The US must push for a global price on carbon, argues Amy Larkin, because it will enable industrializing nations to pursue low-carbon development – like this wind energy farm in Lanzhou, Gansu Province, China. Photo: Carlos Barria/Reuters


Powered by article titled “Why developed countries should subsidize a global price on carbon” was written by Amy Larkin, for on Tuesday 26th August 2014 13.00 UTC

We demonstrated that the whole is greater than the sum of its parts.” – the late Republican senator Howard Baker (Tennessee), co-sponsor of the Clean Air Act of 1970

A wise Grenadian recently asked me this very clear question:

My country is poor and we recently discovered oil, which will make us richer. Why should this oil be restricted or more expensive to exploit when your nation’s oil boom paid none of its environmental expenses?

A Chinese high school student recently asked me this similarly clear question:

My country’s manufacturing base means that my family moved from abject poverty to the middle class, and in my nation, hundreds of millions of others have done the same. Why should this manufacturing be more expensive by having to pay a cost for carbon when your nation’s manufacturing boom did not?

I grew up in the 1960s, a decade when my family, my New York City neighbors, and tens of millions of other Americans were catapulting from poverty into the middle class. It was a great feeling. For perhaps the first time in modern history, large swaths of our society had enough money to purchase homes, spend on surplus and luxurious foods, hire household help, take vacations and buy new stuff on a regular basis.

This social and economic mobility was the envy of much of the world. And I’m certain the accompanying optimism helped open our hearts and minds to the great human rights revolutions of the past 50 years.

There was a shadowy side to this extraordinary period in American manufacturing, consumption and innovation, of course. Deadly air pollution in Los Angeles killed or sickened tens of thousands in the 1940s. Ohio’s Cuyahoga River caught fire a dozen times in the 1950s and 1960s. In the 1970s, it was discovered that industrial solvents buried in the ground were causing rampant birth defects in the Love Canal neighborhood of Niagara Falls, New York.

American consumers and industries behaved as if the air, water and land were our inexhaustible dumping ground.

We largely still behave this way.
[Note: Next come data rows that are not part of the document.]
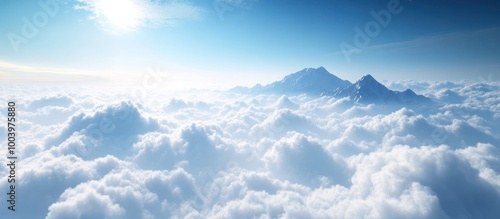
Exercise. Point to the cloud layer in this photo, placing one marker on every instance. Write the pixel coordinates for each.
(102, 154)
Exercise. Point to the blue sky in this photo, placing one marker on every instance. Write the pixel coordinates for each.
(224, 43)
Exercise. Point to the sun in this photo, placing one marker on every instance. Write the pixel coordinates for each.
(121, 14)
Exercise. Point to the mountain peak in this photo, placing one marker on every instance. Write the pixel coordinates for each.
(308, 80)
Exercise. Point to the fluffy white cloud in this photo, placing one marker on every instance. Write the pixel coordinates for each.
(225, 155)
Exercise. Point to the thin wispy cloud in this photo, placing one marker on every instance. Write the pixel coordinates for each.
(22, 73)
(130, 15)
(458, 39)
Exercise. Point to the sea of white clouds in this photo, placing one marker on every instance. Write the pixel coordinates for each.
(102, 152)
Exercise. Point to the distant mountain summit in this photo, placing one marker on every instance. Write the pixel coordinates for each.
(313, 81)
(369, 90)
(318, 81)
But now most of our manufacturing occurs elsewhere, which only complicates understanding this un-virtuous circle. China manufactures most of our stuff – and we criticize China for the pollution this creates. But the only reason America’s air and water have become as clean as they are is because some visionary Democrats and Republicans (with the support of a burgeoning environmental movement) worked together in the 1970s to pass the Clean Air and Water acts, highlights of American legislative history.

Cleaning up our air and water pollution remain ongoing challenges, but at least there are legislative benchmarks for guidance and enforcement.

Today we must fight for a worldwide price on carbon just as Americans fought for restrictions on air and water pollution generations ago. This is the only way to level the international business playing field so the biggest polluter does not make the biggest profit.

There is no us and them when it comes to air, land and water. These basic elements of survival are all approaching their limits at just the same time as the next billion people are becoming new consumers and leaving poverty behind. Something’s gotta give.

Which takes us back to the thorny questions raised by my Grenadian and Chinese colleagues. Who’s gonna pay for the transition to a low carbon economy? Those of us who caused today’s problems, or the billions of people whose regions are finally poised to rise out of poverty? This debate is part of what’s holding up a new United Nations climate treaty.